Doch der Mann mit den herrlichen Schokoladen-Augen spukte mir auch immer wieder im Kopf herum. Da ich allein in meinem Büro saß, merkte niemand, dass ich nicht ganz bei der Sache war.
Als ich dann am späten Nachmittag meinen Arbeitsplatz verließ, hoffte ich, die Statistik war fehlerfrei. Es war mir richtig peinlich, an diesem Tag nicht ganz bei der Sache gewesen zu sein. Das kannte man von mir nicht.
Plötzlich stand der Mann vor mir.
Verwirrt lächelte ich ihn an: „Haben Sie auf mich gewartet?“
Er nickte.
„Den ganzen Tag?“
Er nickte wieder.
„Normalerweise mache ich das nicht, aber Sie machen mich neugierig. Darf ich Sie zum Essen einladen?“
Er wiegte sich hin und her.
„Keine Angst, dass geht in Ordnung.“
Dann nickte er wieder, hakte sich bei mir ein und lächelte zum ersten Mal.

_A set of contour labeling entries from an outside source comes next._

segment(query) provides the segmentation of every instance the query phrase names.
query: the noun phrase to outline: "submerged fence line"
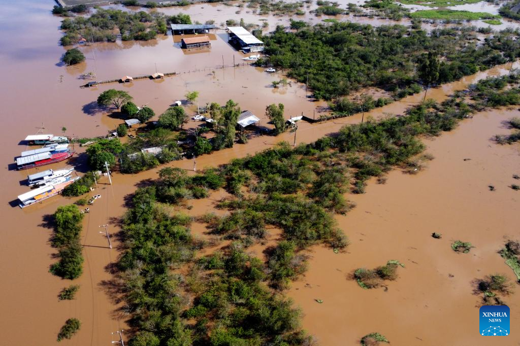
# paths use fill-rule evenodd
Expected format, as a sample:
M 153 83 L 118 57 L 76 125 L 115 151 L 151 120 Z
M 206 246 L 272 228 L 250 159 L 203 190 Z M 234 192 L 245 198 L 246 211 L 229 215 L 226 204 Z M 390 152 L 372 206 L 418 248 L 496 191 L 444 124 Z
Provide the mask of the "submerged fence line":
M 166 73 L 163 73 L 163 76 L 161 76 L 161 78 L 154 78 L 152 75 L 143 75 L 140 76 L 137 76 L 136 77 L 133 77 L 132 76 L 128 76 L 128 77 L 132 77 L 133 79 L 143 79 L 145 78 L 148 78 L 149 79 L 157 80 L 158 79 L 162 79 L 163 77 L 167 77 L 170 76 L 175 76 L 178 74 L 181 74 L 182 73 L 191 73 L 192 72 L 200 72 L 201 71 L 205 72 L 206 70 L 212 71 L 213 70 L 219 70 L 222 69 L 227 69 L 229 68 L 235 68 L 235 67 L 241 67 L 242 66 L 250 65 L 252 64 L 252 62 L 247 63 L 247 62 L 240 62 L 235 65 L 217 65 L 214 66 L 206 66 L 204 67 L 203 69 L 195 69 L 194 70 L 190 70 L 187 71 L 184 71 L 183 72 L 167 72 Z M 107 79 L 106 81 L 93 81 L 92 82 L 89 82 L 86 84 L 80 86 L 80 87 L 88 87 L 92 86 L 96 86 L 98 84 L 106 84 L 107 83 L 119 83 L 120 81 L 122 81 L 122 78 L 120 78 L 116 79 Z M 132 83 L 133 81 L 131 81 L 129 82 L 125 82 L 123 81 L 123 83 Z

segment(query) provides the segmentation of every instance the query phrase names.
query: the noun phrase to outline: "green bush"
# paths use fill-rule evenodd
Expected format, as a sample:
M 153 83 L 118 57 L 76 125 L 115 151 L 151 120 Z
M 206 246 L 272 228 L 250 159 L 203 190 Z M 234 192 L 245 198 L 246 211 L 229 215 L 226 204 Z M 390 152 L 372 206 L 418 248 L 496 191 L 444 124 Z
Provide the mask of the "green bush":
M 124 137 L 126 136 L 126 134 L 128 133 L 128 129 L 127 127 L 125 124 L 120 124 L 119 126 L 115 129 L 116 132 L 118 132 L 118 136 L 120 137 Z
M 67 65 L 74 65 L 85 61 L 85 56 L 77 48 L 69 49 L 61 59 Z
M 60 300 L 71 300 L 74 299 L 74 296 L 79 289 L 79 285 L 71 285 L 61 290 L 58 296 L 58 298 Z
M 128 117 L 132 117 L 139 112 L 139 109 L 135 103 L 128 102 L 121 107 L 121 113 Z
M 77 318 L 69 318 L 65 322 L 60 332 L 58 333 L 57 340 L 58 342 L 64 339 L 70 339 L 77 332 L 81 327 L 81 322 Z

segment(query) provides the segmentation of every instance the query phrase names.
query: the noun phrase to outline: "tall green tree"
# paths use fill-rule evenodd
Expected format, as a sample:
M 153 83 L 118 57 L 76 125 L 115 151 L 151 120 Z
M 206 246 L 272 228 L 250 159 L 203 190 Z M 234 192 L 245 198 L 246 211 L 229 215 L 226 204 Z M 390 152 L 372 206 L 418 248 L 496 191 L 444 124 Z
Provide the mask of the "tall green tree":
M 428 88 L 432 84 L 436 83 L 439 81 L 439 71 L 440 64 L 439 58 L 433 52 L 424 53 L 419 58 L 418 74 L 419 78 L 426 86 L 426 91 L 424 92 L 424 99 L 426 99 L 426 93 Z
M 85 61 L 85 56 L 77 48 L 67 50 L 61 60 L 67 65 L 74 65 Z
M 98 97 L 97 103 L 100 106 L 108 107 L 110 105 L 113 105 L 116 109 L 119 109 L 121 105 L 130 102 L 133 98 L 126 91 L 115 90 L 115 89 L 109 89 L 99 95 Z
M 190 101 L 190 103 L 193 103 L 199 97 L 199 91 L 188 91 L 185 96 L 186 97 L 186 100 Z
M 143 107 L 137 112 L 136 117 L 141 123 L 145 123 L 150 120 L 155 115 L 155 112 L 150 107 Z
M 285 130 L 285 119 L 283 118 L 283 104 L 274 103 L 270 104 L 265 109 L 265 115 L 275 125 L 275 134 L 281 134 Z
M 176 130 L 182 126 L 187 118 L 188 115 L 182 107 L 170 107 L 161 114 L 158 122 L 159 125 L 170 130 Z

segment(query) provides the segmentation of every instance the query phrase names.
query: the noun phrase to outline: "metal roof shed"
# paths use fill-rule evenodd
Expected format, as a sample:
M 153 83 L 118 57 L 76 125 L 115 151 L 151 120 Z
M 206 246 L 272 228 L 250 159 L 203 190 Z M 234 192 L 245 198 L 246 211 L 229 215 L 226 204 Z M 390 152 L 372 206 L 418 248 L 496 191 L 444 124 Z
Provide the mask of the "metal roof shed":
M 264 43 L 242 26 L 228 26 L 227 30 L 246 45 L 263 45 Z
M 246 126 L 259 122 L 260 119 L 256 115 L 249 111 L 245 111 L 242 112 L 239 116 L 237 124 L 239 125 L 242 128 L 245 128 Z
M 205 33 L 207 33 L 209 30 L 217 28 L 214 25 L 208 24 L 171 24 L 170 26 L 174 35 Z
M 128 119 L 125 121 L 125 123 L 128 127 L 132 127 L 133 125 L 140 124 L 141 122 L 139 121 L 139 119 Z

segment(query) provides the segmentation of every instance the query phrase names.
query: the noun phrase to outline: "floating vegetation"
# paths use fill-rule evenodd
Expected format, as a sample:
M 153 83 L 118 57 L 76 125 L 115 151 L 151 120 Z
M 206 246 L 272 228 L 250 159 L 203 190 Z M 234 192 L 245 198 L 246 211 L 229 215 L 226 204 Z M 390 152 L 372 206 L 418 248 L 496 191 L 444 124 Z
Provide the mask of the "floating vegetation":
M 379 287 L 384 280 L 395 280 L 397 278 L 397 270 L 398 266 L 402 268 L 405 265 L 396 260 L 391 260 L 385 265 L 378 267 L 374 269 L 358 268 L 354 272 L 354 278 L 358 285 L 365 289 Z
M 386 342 L 390 343 L 390 341 L 387 340 L 384 335 L 379 333 L 370 333 L 367 334 L 361 338 L 360 343 L 363 346 L 376 346 L 380 342 Z
M 70 339 L 77 332 L 81 327 L 81 322 L 77 318 L 69 318 L 58 333 L 57 341 L 59 342 L 64 339 Z
M 511 267 L 516 279 L 520 282 L 520 243 L 509 241 L 505 243 L 505 247 L 500 250 L 500 256 L 505 259 L 505 264 Z
M 505 305 L 499 295 L 507 295 L 511 292 L 512 285 L 506 276 L 495 274 L 475 281 L 475 293 L 482 293 L 485 305 Z
M 460 241 L 456 241 L 451 244 L 451 248 L 457 252 L 467 254 L 472 247 L 475 247 L 472 245 L 471 243 L 465 243 Z
M 79 289 L 79 285 L 71 285 L 61 290 L 58 296 L 58 299 L 60 300 L 72 300 Z

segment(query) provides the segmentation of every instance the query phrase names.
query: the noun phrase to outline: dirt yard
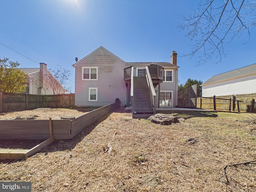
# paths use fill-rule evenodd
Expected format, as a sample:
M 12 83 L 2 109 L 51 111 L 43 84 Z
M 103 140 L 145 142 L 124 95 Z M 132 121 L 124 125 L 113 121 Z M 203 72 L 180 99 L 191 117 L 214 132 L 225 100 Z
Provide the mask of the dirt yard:
M 34 118 L 35 119 L 60 119 L 62 116 L 78 117 L 96 108 L 38 108 L 33 110 L 0 113 L 0 120 Z
M 256 191 L 256 162 L 223 170 L 256 160 L 255 114 L 173 112 L 180 122 L 164 126 L 117 109 L 70 140 L 2 160 L 0 180 L 35 192 Z

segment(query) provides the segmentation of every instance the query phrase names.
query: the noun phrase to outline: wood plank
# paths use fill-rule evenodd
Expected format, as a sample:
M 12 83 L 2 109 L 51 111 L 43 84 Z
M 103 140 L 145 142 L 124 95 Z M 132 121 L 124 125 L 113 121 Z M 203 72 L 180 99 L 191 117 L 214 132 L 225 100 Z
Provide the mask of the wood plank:
M 25 158 L 26 149 L 0 150 L 0 159 L 21 159 Z
M 52 143 L 54 140 L 54 137 L 52 137 L 47 140 L 42 142 L 40 144 L 34 146 L 30 150 L 27 151 L 25 153 L 25 157 L 29 157 L 35 153 L 38 152 L 41 149 L 46 147 L 51 143 Z

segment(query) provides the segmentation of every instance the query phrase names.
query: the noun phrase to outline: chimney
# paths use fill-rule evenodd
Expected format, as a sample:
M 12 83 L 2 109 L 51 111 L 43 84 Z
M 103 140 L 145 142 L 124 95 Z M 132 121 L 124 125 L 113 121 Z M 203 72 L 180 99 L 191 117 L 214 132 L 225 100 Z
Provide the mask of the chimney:
M 176 51 L 173 51 L 171 56 L 171 63 L 175 65 L 177 65 L 177 55 Z
M 40 63 L 40 76 L 42 83 L 44 84 L 44 77 L 46 74 L 46 68 L 47 65 L 44 63 Z

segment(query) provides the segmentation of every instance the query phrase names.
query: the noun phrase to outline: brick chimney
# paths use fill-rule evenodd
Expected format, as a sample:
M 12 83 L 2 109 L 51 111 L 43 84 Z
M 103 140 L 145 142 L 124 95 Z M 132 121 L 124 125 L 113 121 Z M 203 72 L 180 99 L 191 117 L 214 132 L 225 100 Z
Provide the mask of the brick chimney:
M 44 84 L 44 77 L 46 74 L 47 65 L 45 63 L 40 63 L 40 76 L 41 77 L 41 80 L 42 81 L 41 83 L 42 84 L 42 85 Z
M 177 65 L 177 55 L 176 51 L 173 51 L 171 56 L 171 63 L 174 65 Z

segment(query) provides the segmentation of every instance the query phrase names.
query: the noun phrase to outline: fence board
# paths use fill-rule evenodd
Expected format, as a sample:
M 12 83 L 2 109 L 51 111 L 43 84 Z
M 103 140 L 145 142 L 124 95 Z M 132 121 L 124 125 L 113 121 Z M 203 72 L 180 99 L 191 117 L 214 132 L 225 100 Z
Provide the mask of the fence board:
M 255 101 L 256 94 L 228 95 L 218 96 L 216 99 L 216 110 L 222 111 L 256 113 Z M 230 99 L 231 98 L 231 102 Z M 252 100 L 253 102 L 252 104 Z M 197 98 L 198 108 L 213 109 L 213 98 Z M 232 105 L 232 106 L 231 106 Z M 232 109 L 232 110 L 231 109 Z
M 74 94 L 41 95 L 1 93 L 0 112 L 74 106 Z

Wir gingen in ein kleines Lokal in der Nähe. Dort fielen wir nicht weiter auf und konnten uns kennen lernen, dachte ich.
„Möchten Sie etwas Warmes essen? Sie haben sicher lange nichts gegessen, stimmt’s?“
Wieder bekam ich als Antwort nur ein Nicken.
„Es ist ehrlich gesagt etwas schwierig, mich mit Ihnen zu unterhalten, wenn Sie nichts sagen. Können Sie sprechen?“
Diesmal nahm er eine Serviette, zückte einen Kugelschreiber – ja, er hatte tatsächlich einen eigenen Kugelschreiber - aus seinem Mantel und schrieb. „Ich kann sprechen, darf aber nicht.“ Darunter setzte er: „Vielen Dank. Sie sind sehr nett.“
Ich lächelte. „Das Problem ist, ich weiß nicht, was Sie von mir wollen, wer Sie sind, und warum Sie hinter mir herlaufen und sogar auf mich warten.“
Wieder schrieb er: „Das ERZÄHLE ich, sobald ich darf. Einstweilen, vertrauen Sie mir bitte. Können Sie mir einen Schlafplatz besorgen?“
Verdattert schaute ich ihn an. Er hatte das Wort ‚Erzählen’ tatsächlich in Großbuchstaben geschrieben. - Vertrauen. - Das hatte ich nur noch den Tieren und Pflanzen gegenüber. Menschen hatten mich zu sehr und zu oft enttäuscht. Und wo er schlafen sollte, wusste ich auch nicht so recht.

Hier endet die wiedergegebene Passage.